ScotlandsPeople Website

Celebrating Ten Years of Tracing Scottish Ancestors!

the ScotlandsPeople website is ten years old in September 2012

The family history website, ScotlandsPeople.gov.uk, celebrates its tenth birthday in September 2012.

scotland-peopleOfficially launched in mid-September 2002, ScotlandsPeople was one of the first genealogy sites to arrive on the web. The site now contains over 90 million digital records and corresponding images, and adds new sets of fully-searchable historical records on a regular basis.

With over one million registered users from across the world, the website remains the biggest online resource for Scottish census, birth, marriage and death records. The website has evolved through a decade of huge technological growth and in a time where interest in genealogy has soared.

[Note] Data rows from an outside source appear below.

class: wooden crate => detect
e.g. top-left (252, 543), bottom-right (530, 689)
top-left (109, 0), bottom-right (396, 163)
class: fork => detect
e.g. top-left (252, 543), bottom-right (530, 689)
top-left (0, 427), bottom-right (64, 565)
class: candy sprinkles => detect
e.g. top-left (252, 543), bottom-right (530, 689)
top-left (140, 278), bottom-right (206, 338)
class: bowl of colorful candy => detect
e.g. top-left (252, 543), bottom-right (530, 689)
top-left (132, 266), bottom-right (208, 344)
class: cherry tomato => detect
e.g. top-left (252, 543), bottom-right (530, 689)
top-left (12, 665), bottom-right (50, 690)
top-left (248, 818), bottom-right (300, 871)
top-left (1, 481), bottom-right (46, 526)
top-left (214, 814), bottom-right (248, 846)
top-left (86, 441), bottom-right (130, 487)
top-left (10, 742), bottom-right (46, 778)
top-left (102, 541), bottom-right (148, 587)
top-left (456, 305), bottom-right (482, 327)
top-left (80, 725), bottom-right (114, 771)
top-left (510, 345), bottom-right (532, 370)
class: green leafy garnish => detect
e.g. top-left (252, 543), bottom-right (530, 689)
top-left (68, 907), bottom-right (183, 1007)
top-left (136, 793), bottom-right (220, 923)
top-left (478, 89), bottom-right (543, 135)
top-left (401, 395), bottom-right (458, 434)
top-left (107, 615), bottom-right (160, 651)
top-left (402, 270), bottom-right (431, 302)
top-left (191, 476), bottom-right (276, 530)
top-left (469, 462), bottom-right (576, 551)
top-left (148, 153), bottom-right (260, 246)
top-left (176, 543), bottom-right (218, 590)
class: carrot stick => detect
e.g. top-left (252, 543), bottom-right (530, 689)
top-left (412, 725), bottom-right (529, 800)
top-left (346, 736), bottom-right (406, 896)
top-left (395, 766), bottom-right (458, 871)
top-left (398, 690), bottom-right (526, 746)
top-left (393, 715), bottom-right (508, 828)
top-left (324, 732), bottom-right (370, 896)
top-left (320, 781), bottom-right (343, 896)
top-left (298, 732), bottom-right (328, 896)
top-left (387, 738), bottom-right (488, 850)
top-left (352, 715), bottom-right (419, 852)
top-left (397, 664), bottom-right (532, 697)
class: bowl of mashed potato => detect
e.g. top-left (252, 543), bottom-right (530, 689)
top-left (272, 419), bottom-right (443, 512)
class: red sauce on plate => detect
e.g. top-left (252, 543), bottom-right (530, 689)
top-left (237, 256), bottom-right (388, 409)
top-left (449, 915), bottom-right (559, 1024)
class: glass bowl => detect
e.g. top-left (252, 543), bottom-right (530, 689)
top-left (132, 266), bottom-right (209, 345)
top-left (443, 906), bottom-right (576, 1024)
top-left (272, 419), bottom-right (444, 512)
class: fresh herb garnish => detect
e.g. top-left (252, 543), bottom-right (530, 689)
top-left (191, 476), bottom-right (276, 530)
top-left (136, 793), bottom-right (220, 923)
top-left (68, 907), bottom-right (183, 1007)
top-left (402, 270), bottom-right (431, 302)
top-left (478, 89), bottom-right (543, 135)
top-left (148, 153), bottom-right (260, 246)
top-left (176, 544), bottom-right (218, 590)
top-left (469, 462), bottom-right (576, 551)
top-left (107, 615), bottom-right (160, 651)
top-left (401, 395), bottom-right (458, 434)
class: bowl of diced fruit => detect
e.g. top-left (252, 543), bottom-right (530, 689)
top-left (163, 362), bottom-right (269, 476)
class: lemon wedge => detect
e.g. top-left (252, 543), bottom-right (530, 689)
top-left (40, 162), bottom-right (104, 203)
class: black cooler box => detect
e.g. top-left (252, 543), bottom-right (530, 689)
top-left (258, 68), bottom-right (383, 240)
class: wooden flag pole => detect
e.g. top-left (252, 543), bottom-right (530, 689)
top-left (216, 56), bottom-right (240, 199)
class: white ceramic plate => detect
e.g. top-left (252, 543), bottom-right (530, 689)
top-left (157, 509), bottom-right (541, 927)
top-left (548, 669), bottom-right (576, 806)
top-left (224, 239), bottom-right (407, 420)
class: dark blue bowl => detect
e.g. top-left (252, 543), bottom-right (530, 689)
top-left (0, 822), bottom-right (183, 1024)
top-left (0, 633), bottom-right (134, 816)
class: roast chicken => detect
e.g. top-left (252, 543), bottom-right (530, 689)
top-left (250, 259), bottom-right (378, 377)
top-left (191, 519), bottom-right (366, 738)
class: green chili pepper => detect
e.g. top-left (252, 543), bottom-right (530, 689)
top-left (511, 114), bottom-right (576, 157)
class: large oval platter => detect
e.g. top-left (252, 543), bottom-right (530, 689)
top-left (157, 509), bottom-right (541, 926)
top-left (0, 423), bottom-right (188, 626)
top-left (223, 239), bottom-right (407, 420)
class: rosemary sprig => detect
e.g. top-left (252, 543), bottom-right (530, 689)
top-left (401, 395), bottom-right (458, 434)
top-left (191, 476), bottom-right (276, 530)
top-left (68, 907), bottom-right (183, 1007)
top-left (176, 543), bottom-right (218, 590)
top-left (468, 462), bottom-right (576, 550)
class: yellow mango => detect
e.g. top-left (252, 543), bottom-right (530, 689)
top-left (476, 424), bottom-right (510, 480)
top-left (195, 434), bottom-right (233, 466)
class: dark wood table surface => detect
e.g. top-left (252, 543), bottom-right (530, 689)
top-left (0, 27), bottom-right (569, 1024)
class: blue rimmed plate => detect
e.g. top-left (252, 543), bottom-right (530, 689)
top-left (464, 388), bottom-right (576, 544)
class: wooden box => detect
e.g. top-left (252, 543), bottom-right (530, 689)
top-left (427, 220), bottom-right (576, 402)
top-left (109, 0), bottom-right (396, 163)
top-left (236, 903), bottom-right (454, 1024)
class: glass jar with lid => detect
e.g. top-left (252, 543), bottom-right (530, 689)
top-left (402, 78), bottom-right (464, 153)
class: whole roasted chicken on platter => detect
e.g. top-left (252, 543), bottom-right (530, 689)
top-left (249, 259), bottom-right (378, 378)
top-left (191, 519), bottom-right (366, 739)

Chris van der Kuyl, the CEO of brightsolid, the company that enables ScotlandsPeople for the National Records of Scotland, said:

‘ScotlandsPeople was our first ever family history website, and our partnership with the National Records of Scotland has undoubtedly enabled brightsolid to expand our business to become one of the world’s leading publishers of online genealogy.

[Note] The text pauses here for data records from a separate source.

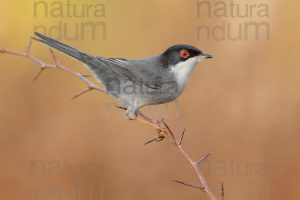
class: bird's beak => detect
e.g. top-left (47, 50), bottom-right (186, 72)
top-left (200, 53), bottom-right (212, 59)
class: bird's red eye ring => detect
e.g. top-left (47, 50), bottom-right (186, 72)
top-left (180, 49), bottom-right (190, 58)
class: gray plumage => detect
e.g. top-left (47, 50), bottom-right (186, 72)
top-left (33, 33), bottom-right (211, 119)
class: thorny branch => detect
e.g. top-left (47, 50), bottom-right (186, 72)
top-left (0, 40), bottom-right (224, 200)
top-left (0, 40), bottom-right (106, 99)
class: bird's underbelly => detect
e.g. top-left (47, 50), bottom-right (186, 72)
top-left (107, 80), bottom-right (182, 108)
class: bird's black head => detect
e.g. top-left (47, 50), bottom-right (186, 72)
top-left (161, 44), bottom-right (212, 66)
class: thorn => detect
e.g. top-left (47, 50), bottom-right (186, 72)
top-left (178, 129), bottom-right (185, 145)
top-left (195, 153), bottom-right (210, 166)
top-left (49, 48), bottom-right (61, 67)
top-left (32, 67), bottom-right (46, 83)
top-left (0, 48), bottom-right (6, 53)
top-left (156, 117), bottom-right (165, 125)
top-left (25, 39), bottom-right (32, 55)
top-left (71, 87), bottom-right (94, 101)
top-left (81, 74), bottom-right (91, 78)
top-left (115, 106), bottom-right (127, 110)
top-left (162, 121), bottom-right (176, 143)
top-left (221, 182), bottom-right (225, 200)
top-left (174, 180), bottom-right (206, 191)
top-left (144, 135), bottom-right (165, 145)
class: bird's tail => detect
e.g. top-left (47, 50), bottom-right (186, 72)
top-left (32, 32), bottom-right (96, 65)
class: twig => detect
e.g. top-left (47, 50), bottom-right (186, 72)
top-left (0, 40), bottom-right (106, 99)
top-left (0, 40), bottom-right (224, 200)
top-left (174, 180), bottom-right (205, 190)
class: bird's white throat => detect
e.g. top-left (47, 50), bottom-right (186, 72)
top-left (171, 57), bottom-right (203, 89)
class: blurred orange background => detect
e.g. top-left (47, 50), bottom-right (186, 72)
top-left (0, 0), bottom-right (300, 200)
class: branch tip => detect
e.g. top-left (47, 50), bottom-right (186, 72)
top-left (195, 153), bottom-right (210, 166)
top-left (174, 180), bottom-right (206, 192)
top-left (178, 129), bottom-right (185, 145)
top-left (71, 87), bottom-right (94, 101)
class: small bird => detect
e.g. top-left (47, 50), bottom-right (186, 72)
top-left (32, 32), bottom-right (212, 119)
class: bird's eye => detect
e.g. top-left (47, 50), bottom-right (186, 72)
top-left (180, 49), bottom-right (190, 58)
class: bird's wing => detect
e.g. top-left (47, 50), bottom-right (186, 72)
top-left (97, 57), bottom-right (160, 90)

‘When the Scotlandspeople website was launched back in 2002, we were truly leading the way, offering a unique online product for family historians. We are immensely proud of how ScotlandsPeople has evolved over the last decade. We continue to add exciting new data sets and innovative search techniques to the site, making family history research easier and more accessible around the globe.’

George MacKenzie, Registrar General and the Keeper at the National Records of Scotland, said:

‘ScotlandsPeople has gone from strength to strength since its launch ten years ago. I am delighted that in our special birthday year we’ll be enhancing this very popular resource for Scottish family history by adding hundreds of thousands of new wills from 1902 to 1925.’